Recover better today, climb better tomorrow ! Here are the self-care tools that we use at La Fabrique verticale to win over sore muscles and fatigued fingers. Collect these as a mobile self-care kit you can use at home or on the road. Use them 2-3 times per week to recover from all that training and prevent injury.

Basic Foam Roller

Good for: Opening up your chest, working into your hips, loosening tight calves

A basic foam roller can cost you as little as $20 and can be your best assistant for full body needs and recovery. Pick a super soft one to start out and then move up to a more aggressive (firmer) roller as your tissues loosen and you can lay on the region without crying in pain. Lay onto your back and work into your upper shoulders with the goal of trying to relax and to rest onto the roller. Breathe.
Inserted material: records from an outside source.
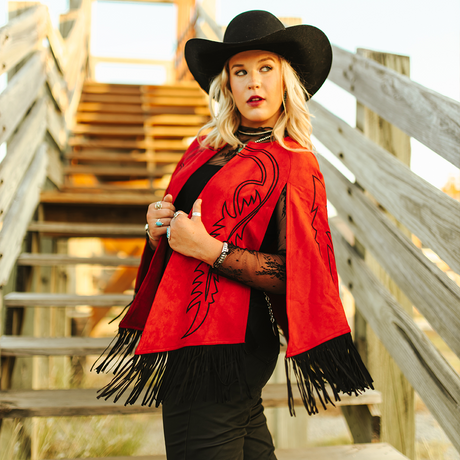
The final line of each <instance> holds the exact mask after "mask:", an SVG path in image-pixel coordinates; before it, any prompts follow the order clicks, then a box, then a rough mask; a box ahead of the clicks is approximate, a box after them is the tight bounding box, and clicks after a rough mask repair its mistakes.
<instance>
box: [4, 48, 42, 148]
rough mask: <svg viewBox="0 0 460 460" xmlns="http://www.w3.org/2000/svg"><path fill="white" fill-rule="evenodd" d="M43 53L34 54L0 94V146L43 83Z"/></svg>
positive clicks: (7, 137) (34, 97)
mask: <svg viewBox="0 0 460 460" xmlns="http://www.w3.org/2000/svg"><path fill="white" fill-rule="evenodd" d="M45 56H46V53H45V52H44V51H40V52H37V53H35V54H34V55H33V56H32V57H31V58H30V59H29V60H28V61H27V63H26V64H24V66H23V67H22V68H21V69H20V70H19V72H18V73H17V74H15V75H14V76H13V78H12V79H11V81H10V82H9V84H8V86H7V87H6V89H5V90H4V91H3V93H1V94H0V126H1V129H0V144H1V143H3V142H5V141H6V140H8V138H9V137H10V136H11V134H12V133H13V132H14V130H15V129H16V128H17V126H18V125H19V123H20V122H21V120H22V119H23V118H24V115H25V114H26V112H27V110H28V109H29V107H30V106H31V105H32V103H33V101H34V100H35V98H36V97H37V95H38V92H39V91H40V89H41V87H42V86H43V83H44V82H45Z"/></svg>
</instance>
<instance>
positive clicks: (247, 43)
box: [185, 25, 332, 96]
mask: <svg viewBox="0 0 460 460" xmlns="http://www.w3.org/2000/svg"><path fill="white" fill-rule="evenodd" d="M229 27H230V26H229ZM224 40H225V39H224ZM249 50H263V51H271V52H273V53H276V54H278V55H280V56H282V57H284V58H285V59H286V60H287V61H288V62H289V63H290V64H291V66H292V67H293V68H294V70H295V71H296V72H297V74H298V76H299V78H300V80H301V82H302V84H303V86H304V88H305V89H306V90H307V92H308V93H309V94H310V96H313V94H315V93H316V92H317V91H318V90H319V88H320V87H321V85H322V84H323V83H324V81H325V80H326V78H327V76H328V75H329V71H330V69H331V65H332V48H331V44H330V42H329V40H328V38H327V37H326V35H325V34H324V33H323V32H322V31H321V30H320V29H318V28H316V27H314V26H310V25H298V26H292V27H288V28H283V29H281V30H278V31H275V32H273V33H269V34H267V35H265V36H263V37H260V38H256V39H253V40H246V41H238V42H233V43H226V42H225V41H224V42H215V41H212V40H206V39H201V38H192V39H191V40H189V41H188V42H187V43H186V45H185V59H186V61H187V64H188V67H189V69H190V72H191V73H192V75H193V76H194V78H195V80H196V81H197V82H198V84H199V85H200V86H201V88H202V89H203V90H204V91H205V92H206V93H209V86H210V84H211V82H212V80H213V79H214V77H216V76H217V75H218V74H219V73H220V72H221V71H222V69H223V67H224V64H225V63H226V62H227V60H228V59H230V58H231V57H232V56H234V55H235V54H238V53H241V52H242V51H249Z"/></svg>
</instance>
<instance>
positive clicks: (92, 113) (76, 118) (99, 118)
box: [75, 112, 147, 126]
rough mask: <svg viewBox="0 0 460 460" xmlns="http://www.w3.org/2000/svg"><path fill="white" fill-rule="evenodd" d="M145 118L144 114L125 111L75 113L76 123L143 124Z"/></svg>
mask: <svg viewBox="0 0 460 460" xmlns="http://www.w3.org/2000/svg"><path fill="white" fill-rule="evenodd" d="M146 119H147V116H146V115H129V114H126V113H120V114H118V113H117V114H110V113H92V112H79V113H77V114H76V115H75V121H76V122H77V123H91V124H92V125H96V124H113V125H141V126H142V125H143V124H144V121H145V120H146Z"/></svg>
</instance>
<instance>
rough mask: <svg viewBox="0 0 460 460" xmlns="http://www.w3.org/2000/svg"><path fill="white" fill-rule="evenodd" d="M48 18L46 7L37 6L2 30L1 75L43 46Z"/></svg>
mask: <svg viewBox="0 0 460 460" xmlns="http://www.w3.org/2000/svg"><path fill="white" fill-rule="evenodd" d="M47 17H48V10H47V8H46V7H45V6H44V5H40V6H35V7H33V8H31V9H30V10H27V11H26V12H24V13H22V14H21V15H19V16H17V17H16V18H14V19H12V20H11V21H9V22H8V24H6V25H5V26H3V27H2V28H0V43H1V46H0V74H2V73H4V72H8V71H9V70H10V69H12V68H13V67H14V66H15V65H16V64H18V63H19V62H20V61H22V60H23V59H24V58H25V57H26V56H27V55H28V54H30V53H31V52H32V51H34V50H35V49H36V48H38V47H39V46H40V45H41V41H42V40H43V38H44V37H45V34H46V29H47Z"/></svg>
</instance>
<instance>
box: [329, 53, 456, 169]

There is no right or wrong to rolling, just make sure to avoid your lower back (it can irritate those with disc or joint hyper-mobility issues).



Good for: Pumped forearms, elbow pain

Ask any climber who has one, and they will tell you all about it fixing their elbow pain. It also unloads the finger tendons, and in our opinion, it’s the best tool to mimic a climbing-specific massage. Useful for the treatment of tight, angry, whiny, overly abused, or commonly pumped-out forearms, you can first secure the Armaid to your leg, position it on your arm, and then cry with painful bliss as your tight muscles learn to forgive you for your abusive ways. Forearms like rocks? Try two to three times per week of gentle use for a perfect recovery. We use a foam roller attachment for the day after a really hard session. On off-days, we’d recommend the singular ball to dig deep into your finger flexor muscles.

The KnotOut : perfect for recovery

Good for: Targeting knots in your forearms and back

This palm-size travel buddy is awesome for its efficient way of delving straight into your tight knots. Like the foam roller, it comes in a variety of sizes and densities. Unlike the foam roller, this tool is region-specific and a great substitute for an Armaid if you’re traveling.

Position it on a table and lean on it for maximal forearm compression. Or lean against a wall and get the roller going in gentle wavelike motions. Find a sore spot? Gently hold the spot and breathe. Imagine it melting. And do your best to be patient while you train your muscles not to hold unneeded tension. Use it on your calves and feet, as well as your forearms, but watch out, pets love to steal it for a chew toy.

If your dog eats it (or you just want to save some coin), try the simple man’s tool of a can of tomato paste or a two-inch diameter piece of PVC pipe.